Google built Bazel (internally called Blaze) to handle their monorepo of billions of lines of code. Bazel provides hermetic, reproducible builds with remote caching — a build that takes 30 minutes locally completes in 2 minutes using cached artifacts. This infrastructure is what enables Google's trunk-based development at scale: every engineer commits to the same branch, and CI validates the change against all affected code.

Vercel's Turborepo

Vercel acquired Turborepo to solve JavaScript monorepo build performance. Key innovation: content-addressable hashing of task inputs. If the inputs to a build step haven't changed since the last run, the output is served from cache (local or remote). This reduced build times for some teams from 45 minutes to 5 minutes.

Shopify's Developer Productivity Team

Shopify has a dedicated developer productivity team that measures and improves DX. They track: time from laptop open to first commit, CI duration, time to first PR review, and developer satisfaction scores. When they identified CI as a bottleneck (tests took 30+ minutes), they invested in parallelization, selective testing, and caching — cutting CI to under 10 minutes. This measurably increased deployment frequency.

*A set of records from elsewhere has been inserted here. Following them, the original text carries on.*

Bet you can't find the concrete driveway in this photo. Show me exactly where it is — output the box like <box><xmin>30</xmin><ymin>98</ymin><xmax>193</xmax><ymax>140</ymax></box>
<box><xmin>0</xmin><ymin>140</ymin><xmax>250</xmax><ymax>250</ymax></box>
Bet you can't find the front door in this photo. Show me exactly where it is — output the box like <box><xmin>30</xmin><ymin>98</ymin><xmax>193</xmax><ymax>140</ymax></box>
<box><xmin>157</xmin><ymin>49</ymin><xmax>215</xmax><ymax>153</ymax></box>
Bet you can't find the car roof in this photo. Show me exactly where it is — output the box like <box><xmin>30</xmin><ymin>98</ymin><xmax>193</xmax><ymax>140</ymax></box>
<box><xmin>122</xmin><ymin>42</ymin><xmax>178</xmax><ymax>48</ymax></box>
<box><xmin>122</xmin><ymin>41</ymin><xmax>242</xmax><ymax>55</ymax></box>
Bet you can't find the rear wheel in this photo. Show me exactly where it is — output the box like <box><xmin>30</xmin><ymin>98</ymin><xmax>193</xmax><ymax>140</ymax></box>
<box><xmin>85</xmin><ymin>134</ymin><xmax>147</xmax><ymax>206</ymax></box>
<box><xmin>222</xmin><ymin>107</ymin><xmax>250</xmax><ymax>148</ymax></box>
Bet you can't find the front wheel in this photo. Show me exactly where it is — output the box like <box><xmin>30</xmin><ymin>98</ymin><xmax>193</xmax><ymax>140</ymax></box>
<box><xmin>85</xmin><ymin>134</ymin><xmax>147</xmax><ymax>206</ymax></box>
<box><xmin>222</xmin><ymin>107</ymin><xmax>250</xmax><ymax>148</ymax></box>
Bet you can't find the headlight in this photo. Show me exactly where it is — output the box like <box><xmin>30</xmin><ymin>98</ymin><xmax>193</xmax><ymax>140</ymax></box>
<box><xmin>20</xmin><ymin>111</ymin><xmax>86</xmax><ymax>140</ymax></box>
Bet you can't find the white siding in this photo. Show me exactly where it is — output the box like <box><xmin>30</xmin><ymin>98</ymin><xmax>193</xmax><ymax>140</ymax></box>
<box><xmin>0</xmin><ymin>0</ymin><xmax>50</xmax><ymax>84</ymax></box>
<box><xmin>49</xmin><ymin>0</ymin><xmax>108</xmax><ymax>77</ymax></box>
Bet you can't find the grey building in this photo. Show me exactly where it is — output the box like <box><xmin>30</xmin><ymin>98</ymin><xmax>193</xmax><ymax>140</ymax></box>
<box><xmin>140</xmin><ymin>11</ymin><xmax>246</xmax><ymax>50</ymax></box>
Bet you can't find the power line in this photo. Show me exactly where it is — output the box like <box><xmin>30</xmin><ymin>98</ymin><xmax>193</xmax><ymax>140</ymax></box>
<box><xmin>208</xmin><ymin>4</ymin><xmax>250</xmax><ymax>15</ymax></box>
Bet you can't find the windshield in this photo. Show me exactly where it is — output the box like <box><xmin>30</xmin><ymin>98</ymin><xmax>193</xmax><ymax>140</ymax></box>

Rust's Compilation Speed Improvements

The Rust compiler team continuously invests in compilation speed. Incremental compilation (added in 2018) reduced rebuild times by 50-80% for typical changes. The mold linker (created by Rui Ueyama, who also wrote lld) further cuts link times by 5-10x. These infrastructure improvements compound across the entire Rust ecosystem.

Common Mistakes & Pitfalls

  • "Works on my machine" — Development environments that aren't reproducible. Use lockfiles, containerized dev environments, or Nix for reproducibility.

  • Ignoring build times — "30-minute builds are just how it is." No. Slow builds kill productivity. Invest in caching, parallelization, and incremental builds.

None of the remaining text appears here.